Pendidikan/pemberdayaan masyarakat sangat perlu pula guna meningkatkan pemahaman masyarakat dalam usaha mencegah terjadinya longsoran dan meminimalkan dampak longsoran. Dengan pendidikan ini kewaspadaan terhadap potensi bencana longsor, serta kesadaran mereka dalam memelihara dan menata lingkungannya dapat ditingkatkan dan dipelihara. Pendidikan ini dapat dilakukan secara informal semacam

penyuluhan, pelatihan untuk pelatih, dan teater rakyat atau kesenian tradisional. Target dari program pemberdayaan /pendidikan ini adalah generasi muda hingga generasi tua. Jadi targetnya mulai dari anak-anak sekolah hingga tokoh-tokoh/pemuka masyarakat dan aparat pemerintah di daerah-daerah yang rawan longsor.

Peranan media massa sangat penting. Telah terbukti dari kejadian bencana selama ini, pemberitaan media masa berhasil meningkatkan kepedulian dan kewaspadaan masyarakat dalam menghadapi longsor.

4.2.5. Sistem Peringatan Dini

Sistem peringatan dini dilakukan dengan sistem pemberdayaan masyarakat, dengan melibatkan aparat pemerintah dan akademisi sebagai fasilitator dan motivator. Sistem pemberdayaan masyarakat ini harus dapat meningkatkan knowledge, attitude, and practise dari tiap komponen yang ada dalam sistem tersebut. Peringatan dini dapat dilakukan dengan cara:

1. Penyajian informasi berupa:

? Peta mitigasi longsoran, baik skala makro dan skala mikro (tingkat desa/kecamatan). Penyusunan peta ini tidak cukup hanya berdasarkan data permukaan (kondisi lahan, morfologi, penduduk, dan titik-titik yang sudah longsor) tetapi juga berdasarkan kondisi bawah permukaan yang mengontrol terjadinya longsoran (geologi, hidrogeologi, dan struktur geologi).

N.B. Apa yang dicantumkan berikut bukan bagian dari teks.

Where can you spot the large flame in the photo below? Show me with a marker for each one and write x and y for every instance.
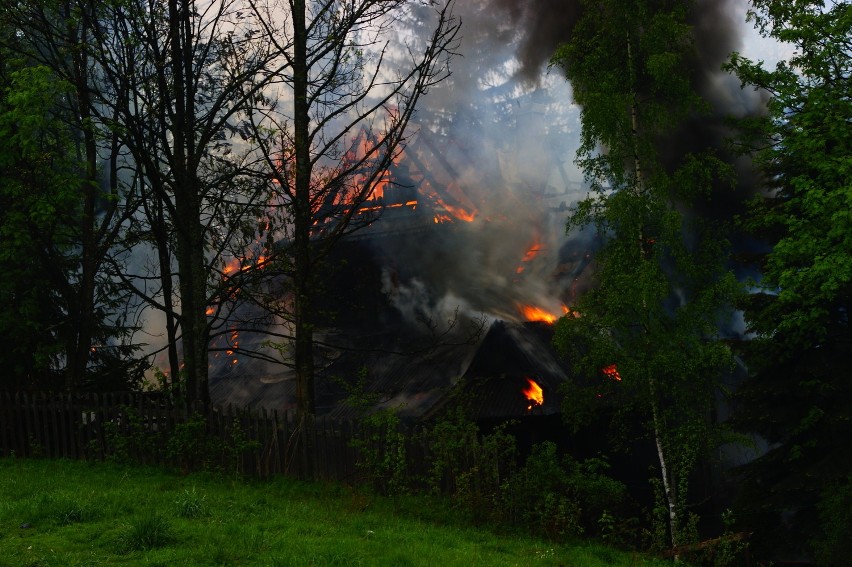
(534, 394)
(534, 313)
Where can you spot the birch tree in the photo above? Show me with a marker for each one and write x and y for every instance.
(647, 332)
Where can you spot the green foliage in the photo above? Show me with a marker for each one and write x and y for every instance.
(280, 522)
(661, 281)
(564, 498)
(382, 451)
(471, 466)
(191, 504)
(193, 448)
(797, 396)
(833, 545)
(38, 206)
(147, 531)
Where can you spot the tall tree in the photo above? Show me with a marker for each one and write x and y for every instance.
(649, 326)
(347, 94)
(798, 393)
(50, 130)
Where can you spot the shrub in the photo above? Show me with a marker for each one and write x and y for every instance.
(191, 504)
(564, 498)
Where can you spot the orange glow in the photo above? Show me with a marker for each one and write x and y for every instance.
(532, 251)
(611, 372)
(534, 394)
(533, 313)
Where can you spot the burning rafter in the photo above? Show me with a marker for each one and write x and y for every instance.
(534, 394)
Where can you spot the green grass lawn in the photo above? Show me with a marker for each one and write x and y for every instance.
(65, 513)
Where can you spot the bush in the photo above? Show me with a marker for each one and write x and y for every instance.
(564, 498)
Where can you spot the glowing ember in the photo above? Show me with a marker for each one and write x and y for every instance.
(533, 313)
(611, 372)
(534, 394)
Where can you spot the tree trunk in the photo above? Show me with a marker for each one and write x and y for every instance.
(78, 358)
(303, 307)
(189, 231)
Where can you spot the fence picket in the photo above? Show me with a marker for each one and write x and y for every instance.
(87, 426)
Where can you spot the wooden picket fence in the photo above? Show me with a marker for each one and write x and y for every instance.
(151, 429)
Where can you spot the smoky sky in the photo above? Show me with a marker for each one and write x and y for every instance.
(511, 149)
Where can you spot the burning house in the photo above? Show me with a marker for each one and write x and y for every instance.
(448, 289)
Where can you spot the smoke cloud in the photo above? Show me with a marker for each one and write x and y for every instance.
(507, 134)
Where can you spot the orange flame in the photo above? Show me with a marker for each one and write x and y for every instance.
(534, 394)
(611, 372)
(533, 313)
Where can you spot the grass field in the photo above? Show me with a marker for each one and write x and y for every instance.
(64, 513)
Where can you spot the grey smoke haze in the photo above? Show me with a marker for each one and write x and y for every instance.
(510, 131)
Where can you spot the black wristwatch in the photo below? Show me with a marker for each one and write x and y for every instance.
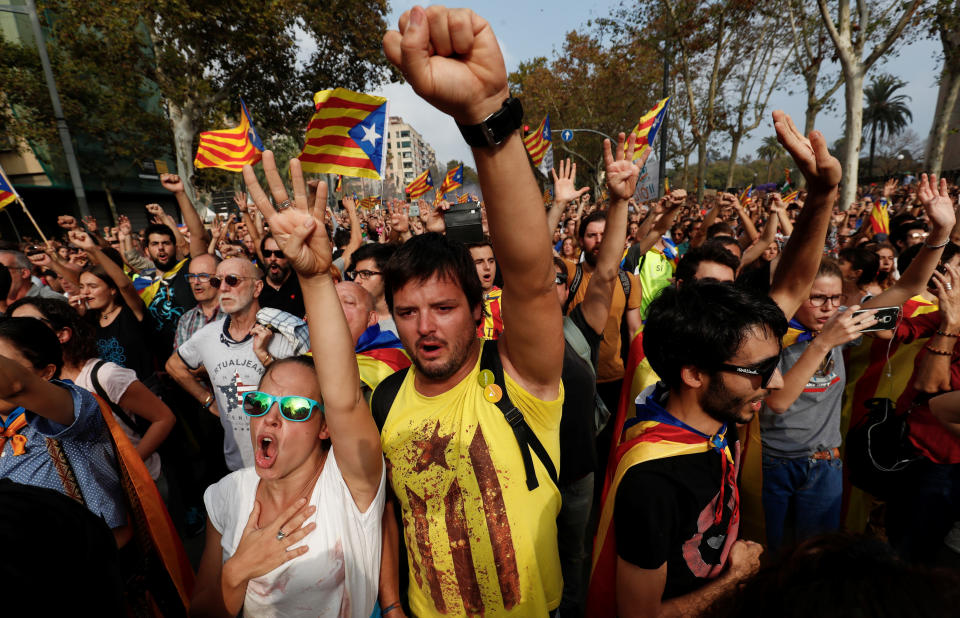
(496, 127)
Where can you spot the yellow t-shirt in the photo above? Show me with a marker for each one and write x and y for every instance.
(478, 541)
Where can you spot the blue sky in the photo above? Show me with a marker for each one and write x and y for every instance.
(529, 29)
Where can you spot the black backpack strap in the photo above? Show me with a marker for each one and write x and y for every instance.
(574, 285)
(526, 439)
(117, 410)
(384, 395)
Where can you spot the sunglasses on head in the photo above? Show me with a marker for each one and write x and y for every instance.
(764, 369)
(292, 407)
(231, 280)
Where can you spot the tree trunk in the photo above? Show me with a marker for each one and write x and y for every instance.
(184, 128)
(946, 104)
(853, 90)
(701, 167)
(734, 147)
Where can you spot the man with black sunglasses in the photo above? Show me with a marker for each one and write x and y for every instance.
(235, 352)
(281, 290)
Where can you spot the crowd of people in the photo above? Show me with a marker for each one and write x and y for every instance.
(645, 413)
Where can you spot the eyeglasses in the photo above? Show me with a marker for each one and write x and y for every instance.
(292, 407)
(231, 280)
(818, 300)
(366, 274)
(764, 369)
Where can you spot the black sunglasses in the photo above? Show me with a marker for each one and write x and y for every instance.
(764, 369)
(231, 280)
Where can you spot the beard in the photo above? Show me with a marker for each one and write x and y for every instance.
(444, 369)
(724, 406)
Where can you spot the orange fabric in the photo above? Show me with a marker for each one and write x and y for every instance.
(154, 529)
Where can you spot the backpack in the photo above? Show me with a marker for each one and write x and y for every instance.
(386, 393)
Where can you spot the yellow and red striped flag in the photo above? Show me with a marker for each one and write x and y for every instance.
(646, 129)
(880, 219)
(230, 149)
(7, 193)
(452, 180)
(346, 134)
(419, 185)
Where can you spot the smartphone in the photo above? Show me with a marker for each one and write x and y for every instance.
(886, 318)
(464, 222)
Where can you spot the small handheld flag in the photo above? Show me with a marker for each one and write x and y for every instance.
(346, 135)
(647, 127)
(420, 185)
(452, 180)
(230, 149)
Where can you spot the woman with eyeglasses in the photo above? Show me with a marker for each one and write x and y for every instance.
(800, 423)
(108, 299)
(299, 533)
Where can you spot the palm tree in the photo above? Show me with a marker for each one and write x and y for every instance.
(885, 112)
(771, 150)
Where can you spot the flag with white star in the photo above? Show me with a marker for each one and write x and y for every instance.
(346, 134)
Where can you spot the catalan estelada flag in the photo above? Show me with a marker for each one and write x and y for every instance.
(647, 127)
(7, 193)
(419, 185)
(655, 434)
(880, 219)
(346, 134)
(379, 354)
(538, 142)
(452, 180)
(230, 149)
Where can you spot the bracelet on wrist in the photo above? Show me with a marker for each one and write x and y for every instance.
(940, 246)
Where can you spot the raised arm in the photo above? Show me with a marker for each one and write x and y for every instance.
(198, 238)
(452, 59)
(939, 208)
(564, 192)
(622, 177)
(115, 272)
(802, 254)
(301, 235)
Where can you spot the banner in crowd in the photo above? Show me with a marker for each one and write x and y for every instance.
(539, 146)
(346, 135)
(453, 180)
(7, 193)
(646, 130)
(420, 185)
(230, 149)
(648, 186)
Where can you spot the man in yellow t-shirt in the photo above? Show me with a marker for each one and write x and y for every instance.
(478, 504)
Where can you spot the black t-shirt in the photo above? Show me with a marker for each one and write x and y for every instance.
(125, 341)
(578, 454)
(288, 298)
(174, 297)
(664, 512)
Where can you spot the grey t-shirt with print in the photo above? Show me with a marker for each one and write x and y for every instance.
(234, 370)
(812, 423)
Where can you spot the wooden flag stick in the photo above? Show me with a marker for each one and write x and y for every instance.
(32, 220)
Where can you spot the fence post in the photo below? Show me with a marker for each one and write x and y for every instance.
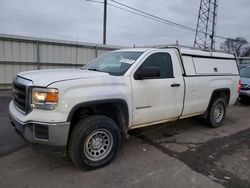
(38, 55)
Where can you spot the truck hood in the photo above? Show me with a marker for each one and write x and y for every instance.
(245, 80)
(46, 77)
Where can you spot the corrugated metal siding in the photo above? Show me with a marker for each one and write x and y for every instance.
(19, 54)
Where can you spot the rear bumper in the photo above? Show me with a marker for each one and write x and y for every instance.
(47, 137)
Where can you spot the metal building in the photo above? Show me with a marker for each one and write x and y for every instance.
(18, 53)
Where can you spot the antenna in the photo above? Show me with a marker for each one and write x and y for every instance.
(206, 25)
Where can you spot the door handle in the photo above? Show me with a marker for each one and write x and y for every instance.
(175, 85)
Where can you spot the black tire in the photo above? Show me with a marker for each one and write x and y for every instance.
(216, 112)
(83, 148)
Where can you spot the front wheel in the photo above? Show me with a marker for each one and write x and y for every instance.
(216, 113)
(94, 142)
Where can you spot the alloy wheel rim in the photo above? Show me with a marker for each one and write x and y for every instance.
(218, 113)
(98, 144)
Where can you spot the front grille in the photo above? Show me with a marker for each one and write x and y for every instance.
(21, 87)
(19, 96)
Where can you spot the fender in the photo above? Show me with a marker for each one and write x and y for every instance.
(122, 110)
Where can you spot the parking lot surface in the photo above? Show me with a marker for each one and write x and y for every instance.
(185, 153)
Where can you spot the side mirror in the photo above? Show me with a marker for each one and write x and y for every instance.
(147, 72)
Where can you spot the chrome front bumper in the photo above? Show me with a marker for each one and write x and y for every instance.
(50, 134)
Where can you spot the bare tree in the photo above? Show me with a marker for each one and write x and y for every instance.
(232, 46)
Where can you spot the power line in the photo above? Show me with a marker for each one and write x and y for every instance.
(150, 16)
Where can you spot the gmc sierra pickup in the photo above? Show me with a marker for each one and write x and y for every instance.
(85, 113)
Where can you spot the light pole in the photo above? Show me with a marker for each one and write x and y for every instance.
(104, 22)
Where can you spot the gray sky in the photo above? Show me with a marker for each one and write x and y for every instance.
(79, 20)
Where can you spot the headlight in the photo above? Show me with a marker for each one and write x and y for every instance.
(44, 98)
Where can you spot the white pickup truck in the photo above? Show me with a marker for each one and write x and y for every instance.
(86, 112)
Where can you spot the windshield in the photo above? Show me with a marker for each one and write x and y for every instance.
(245, 72)
(114, 63)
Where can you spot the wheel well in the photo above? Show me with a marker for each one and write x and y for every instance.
(117, 111)
(220, 93)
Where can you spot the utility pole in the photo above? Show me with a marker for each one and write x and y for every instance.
(206, 25)
(104, 22)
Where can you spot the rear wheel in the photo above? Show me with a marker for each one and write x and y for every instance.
(216, 112)
(94, 142)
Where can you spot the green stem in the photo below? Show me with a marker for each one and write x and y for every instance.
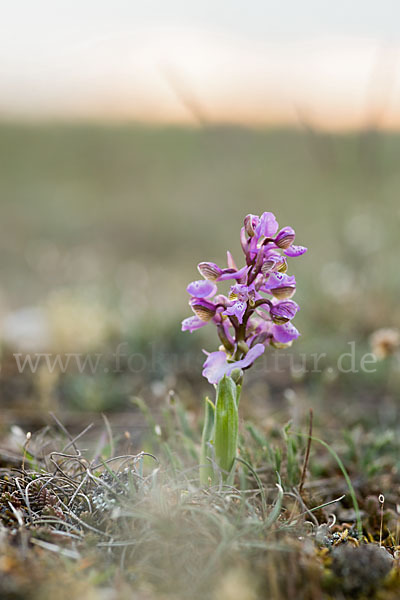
(226, 425)
(206, 468)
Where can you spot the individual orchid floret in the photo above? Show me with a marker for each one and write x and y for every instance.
(294, 251)
(202, 288)
(192, 323)
(257, 312)
(258, 309)
(284, 334)
(283, 311)
(280, 285)
(217, 364)
(203, 309)
(285, 238)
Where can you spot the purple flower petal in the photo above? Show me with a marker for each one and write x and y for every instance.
(268, 225)
(204, 309)
(216, 364)
(192, 323)
(285, 237)
(285, 333)
(277, 280)
(202, 288)
(295, 251)
(237, 309)
(283, 311)
(209, 270)
(231, 274)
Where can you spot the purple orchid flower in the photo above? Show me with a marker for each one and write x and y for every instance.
(202, 288)
(217, 365)
(192, 323)
(248, 320)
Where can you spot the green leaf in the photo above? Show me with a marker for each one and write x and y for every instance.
(226, 425)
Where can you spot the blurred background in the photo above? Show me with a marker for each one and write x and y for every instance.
(135, 137)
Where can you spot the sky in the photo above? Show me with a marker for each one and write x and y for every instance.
(335, 64)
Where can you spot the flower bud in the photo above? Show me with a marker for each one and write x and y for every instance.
(282, 312)
(284, 292)
(285, 238)
(250, 223)
(203, 309)
(202, 288)
(237, 376)
(209, 271)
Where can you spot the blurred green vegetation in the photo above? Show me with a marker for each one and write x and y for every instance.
(123, 214)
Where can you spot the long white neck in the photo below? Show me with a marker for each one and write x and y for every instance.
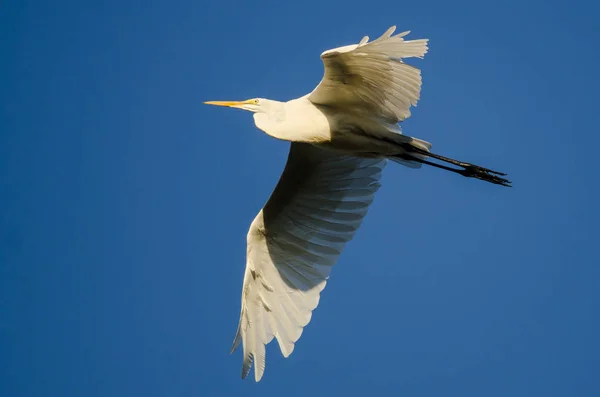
(297, 121)
(272, 119)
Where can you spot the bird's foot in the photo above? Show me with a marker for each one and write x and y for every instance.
(485, 174)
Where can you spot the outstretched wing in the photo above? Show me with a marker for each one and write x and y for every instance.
(317, 206)
(372, 77)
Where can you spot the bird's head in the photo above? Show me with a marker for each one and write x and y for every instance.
(253, 105)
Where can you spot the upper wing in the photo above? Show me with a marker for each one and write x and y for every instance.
(372, 77)
(293, 242)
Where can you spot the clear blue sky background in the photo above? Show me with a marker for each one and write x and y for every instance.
(124, 202)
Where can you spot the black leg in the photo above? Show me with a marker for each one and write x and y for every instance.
(413, 149)
(469, 170)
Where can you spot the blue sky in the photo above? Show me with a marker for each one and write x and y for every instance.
(125, 202)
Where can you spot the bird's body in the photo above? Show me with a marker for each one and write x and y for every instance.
(342, 135)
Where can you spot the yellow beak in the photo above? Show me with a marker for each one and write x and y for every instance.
(226, 103)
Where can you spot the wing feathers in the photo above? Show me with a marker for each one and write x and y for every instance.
(293, 243)
(372, 77)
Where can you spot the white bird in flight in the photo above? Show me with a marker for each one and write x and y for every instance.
(341, 135)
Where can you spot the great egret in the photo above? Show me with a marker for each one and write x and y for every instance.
(342, 135)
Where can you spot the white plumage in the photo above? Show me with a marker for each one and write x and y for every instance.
(342, 134)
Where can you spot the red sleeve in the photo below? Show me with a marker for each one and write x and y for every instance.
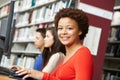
(51, 76)
(84, 65)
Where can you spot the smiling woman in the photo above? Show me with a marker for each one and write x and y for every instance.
(71, 26)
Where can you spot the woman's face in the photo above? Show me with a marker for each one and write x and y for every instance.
(49, 39)
(68, 32)
(39, 40)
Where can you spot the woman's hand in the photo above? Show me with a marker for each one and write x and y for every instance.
(30, 73)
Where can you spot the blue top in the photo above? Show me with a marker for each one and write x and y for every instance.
(38, 63)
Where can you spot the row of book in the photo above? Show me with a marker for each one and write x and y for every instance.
(20, 60)
(21, 5)
(4, 10)
(45, 13)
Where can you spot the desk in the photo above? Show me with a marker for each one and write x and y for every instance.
(5, 78)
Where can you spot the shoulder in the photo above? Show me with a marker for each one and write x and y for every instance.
(83, 52)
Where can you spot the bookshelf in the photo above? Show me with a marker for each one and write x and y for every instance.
(111, 66)
(30, 15)
(4, 14)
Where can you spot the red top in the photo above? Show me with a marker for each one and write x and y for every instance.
(78, 67)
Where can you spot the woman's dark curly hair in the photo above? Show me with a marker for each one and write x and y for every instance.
(76, 14)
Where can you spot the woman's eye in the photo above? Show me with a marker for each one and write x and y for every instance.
(59, 28)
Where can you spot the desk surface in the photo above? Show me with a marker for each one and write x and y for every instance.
(5, 78)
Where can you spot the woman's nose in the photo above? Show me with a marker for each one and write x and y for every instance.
(64, 31)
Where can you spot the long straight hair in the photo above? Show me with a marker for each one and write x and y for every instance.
(56, 47)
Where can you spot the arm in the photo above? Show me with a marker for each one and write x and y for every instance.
(53, 62)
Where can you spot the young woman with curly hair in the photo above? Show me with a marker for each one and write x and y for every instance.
(72, 27)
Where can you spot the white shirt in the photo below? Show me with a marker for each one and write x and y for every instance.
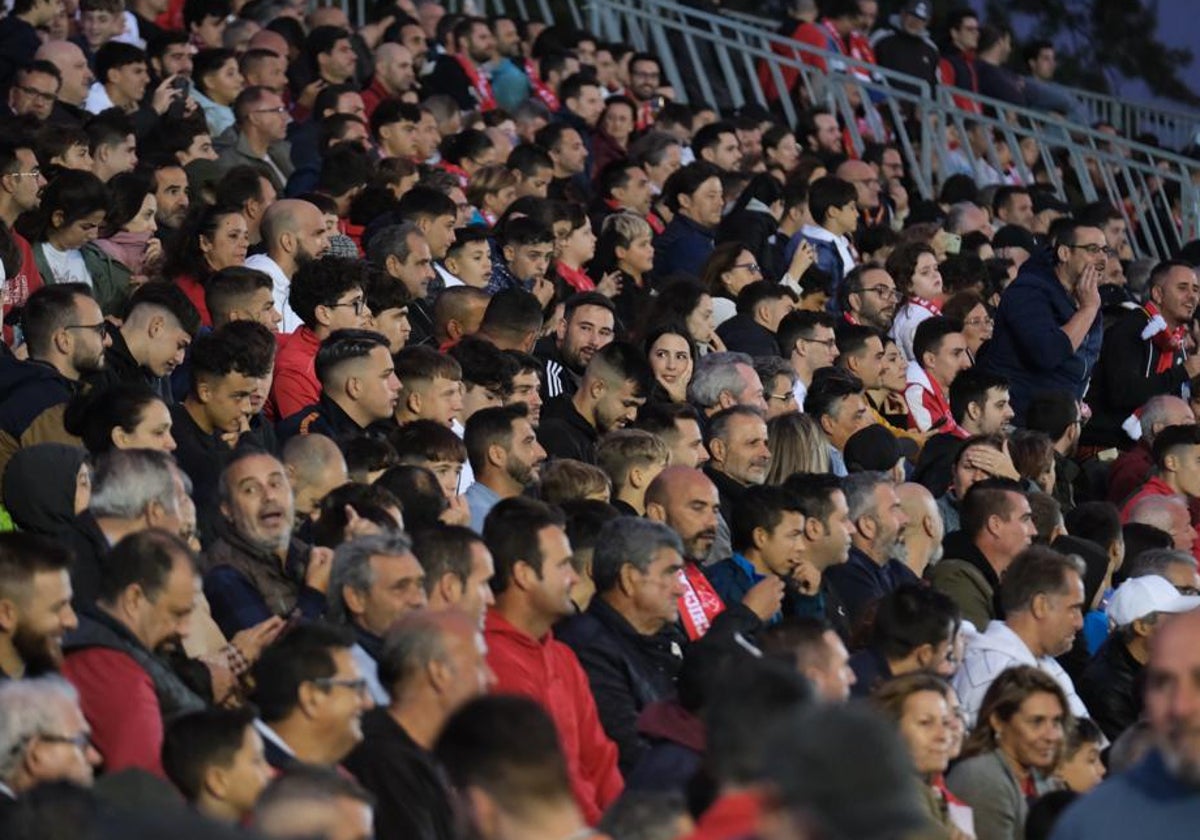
(280, 287)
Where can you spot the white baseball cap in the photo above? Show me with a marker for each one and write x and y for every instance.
(1140, 597)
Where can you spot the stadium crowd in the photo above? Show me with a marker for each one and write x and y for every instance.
(433, 427)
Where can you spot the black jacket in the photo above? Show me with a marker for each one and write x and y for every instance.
(1125, 379)
(743, 334)
(1110, 688)
(627, 671)
(564, 432)
(412, 801)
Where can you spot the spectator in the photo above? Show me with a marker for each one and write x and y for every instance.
(504, 456)
(997, 526)
(432, 665)
(257, 569)
(533, 583)
(1048, 328)
(1003, 760)
(45, 736)
(627, 640)
(1133, 369)
(375, 580)
(216, 760)
(1169, 765)
(127, 693)
(311, 697)
(1042, 599)
(1110, 683)
(873, 569)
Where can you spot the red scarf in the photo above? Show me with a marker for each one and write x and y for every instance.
(479, 83)
(1167, 341)
(540, 88)
(699, 604)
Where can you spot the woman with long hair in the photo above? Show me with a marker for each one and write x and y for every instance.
(627, 247)
(687, 301)
(913, 267)
(797, 445)
(727, 270)
(1012, 751)
(210, 239)
(672, 357)
(917, 703)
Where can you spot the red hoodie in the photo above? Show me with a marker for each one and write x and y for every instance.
(546, 671)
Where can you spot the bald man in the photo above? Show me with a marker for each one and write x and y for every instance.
(687, 502)
(433, 663)
(395, 75)
(922, 541)
(77, 78)
(1157, 797)
(294, 234)
(315, 467)
(867, 184)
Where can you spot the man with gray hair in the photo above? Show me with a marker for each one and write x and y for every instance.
(873, 569)
(375, 581)
(432, 664)
(1129, 472)
(43, 736)
(628, 641)
(132, 490)
(294, 234)
(723, 381)
(1042, 598)
(405, 253)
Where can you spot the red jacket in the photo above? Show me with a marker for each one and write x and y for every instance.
(118, 700)
(546, 671)
(295, 383)
(1156, 486)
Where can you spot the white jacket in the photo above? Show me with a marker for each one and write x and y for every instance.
(994, 651)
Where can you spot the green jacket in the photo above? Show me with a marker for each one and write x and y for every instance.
(109, 279)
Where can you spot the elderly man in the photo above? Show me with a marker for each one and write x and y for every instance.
(1157, 797)
(45, 737)
(1042, 595)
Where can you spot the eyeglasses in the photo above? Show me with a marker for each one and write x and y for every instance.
(49, 99)
(1095, 250)
(358, 685)
(99, 329)
(359, 305)
(885, 292)
(987, 321)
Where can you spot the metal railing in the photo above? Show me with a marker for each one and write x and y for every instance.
(880, 105)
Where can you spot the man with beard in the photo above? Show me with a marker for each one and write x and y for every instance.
(35, 604)
(171, 193)
(504, 454)
(147, 598)
(615, 387)
(869, 298)
(311, 697)
(687, 502)
(257, 569)
(873, 569)
(46, 737)
(587, 325)
(66, 339)
(460, 73)
(1157, 796)
(533, 585)
(921, 541)
(293, 234)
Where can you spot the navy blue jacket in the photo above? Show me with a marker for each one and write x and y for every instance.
(1029, 346)
(682, 249)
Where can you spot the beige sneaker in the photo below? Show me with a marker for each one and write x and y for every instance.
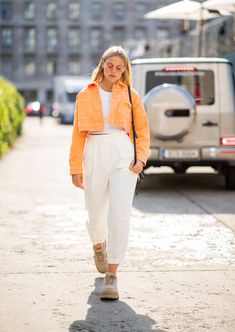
(100, 258)
(110, 290)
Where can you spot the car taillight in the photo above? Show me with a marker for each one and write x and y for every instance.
(227, 141)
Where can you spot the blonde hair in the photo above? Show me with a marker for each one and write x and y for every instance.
(98, 73)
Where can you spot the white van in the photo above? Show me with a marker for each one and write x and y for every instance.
(65, 91)
(191, 109)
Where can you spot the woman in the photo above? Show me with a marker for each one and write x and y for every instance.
(101, 159)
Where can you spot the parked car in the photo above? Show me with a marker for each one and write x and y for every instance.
(191, 109)
(34, 108)
(65, 91)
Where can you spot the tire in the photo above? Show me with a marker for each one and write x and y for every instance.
(230, 178)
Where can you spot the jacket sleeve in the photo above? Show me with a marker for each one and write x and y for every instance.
(142, 128)
(77, 147)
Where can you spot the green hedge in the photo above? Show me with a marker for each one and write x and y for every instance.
(11, 114)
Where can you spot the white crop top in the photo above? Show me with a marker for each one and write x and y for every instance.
(105, 97)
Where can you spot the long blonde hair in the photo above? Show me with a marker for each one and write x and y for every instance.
(98, 73)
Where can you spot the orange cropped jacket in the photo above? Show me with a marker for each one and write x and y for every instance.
(89, 117)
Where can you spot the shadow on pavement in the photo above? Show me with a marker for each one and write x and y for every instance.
(111, 316)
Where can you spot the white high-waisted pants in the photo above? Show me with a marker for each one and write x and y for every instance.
(109, 188)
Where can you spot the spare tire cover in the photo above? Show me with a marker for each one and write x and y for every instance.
(171, 111)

? Pemasangan rambu-rambu zona rawan longsor ? Pedoman praktis antisipasi bencana longsor 2. Menetapkan sempadan lereng /tebing.

3. Pelaksanaan pelatihan dan konsultasi untuk meningkatkan knowledge, attitude, dan practise.

4. Melakukan monitoring pada lereng dan penelitian prediksi terjadinya longsoran, misalnya berdasarkan kondisi geologi dan karakteristik hujan.

5. Memperkuat jaringan komunikasi/kerjasama dengan beberapa instansi terkait yang berkompeten dalam hal survei dan penanganan bencana longsor.

Agar sistem berjalan dengan baik, diperlukan komitmen pribadi dan action nyata dari tiap individu/institusi, komunikasi yang baik antar individu/komponen dalam sistem, dan koordinasi yang tepat. Koordinasi hanya efektif untuk dilakukan pada level yang tepat dan setiap institusi/individu yang terlibat sudah saling mengenal dan mengerti peranan dan tanggung jawab masing-masing. Pembentukan suatu organisasi/institusi baru bukan jaminan untuk mengefektifkan sistem peringatan dini.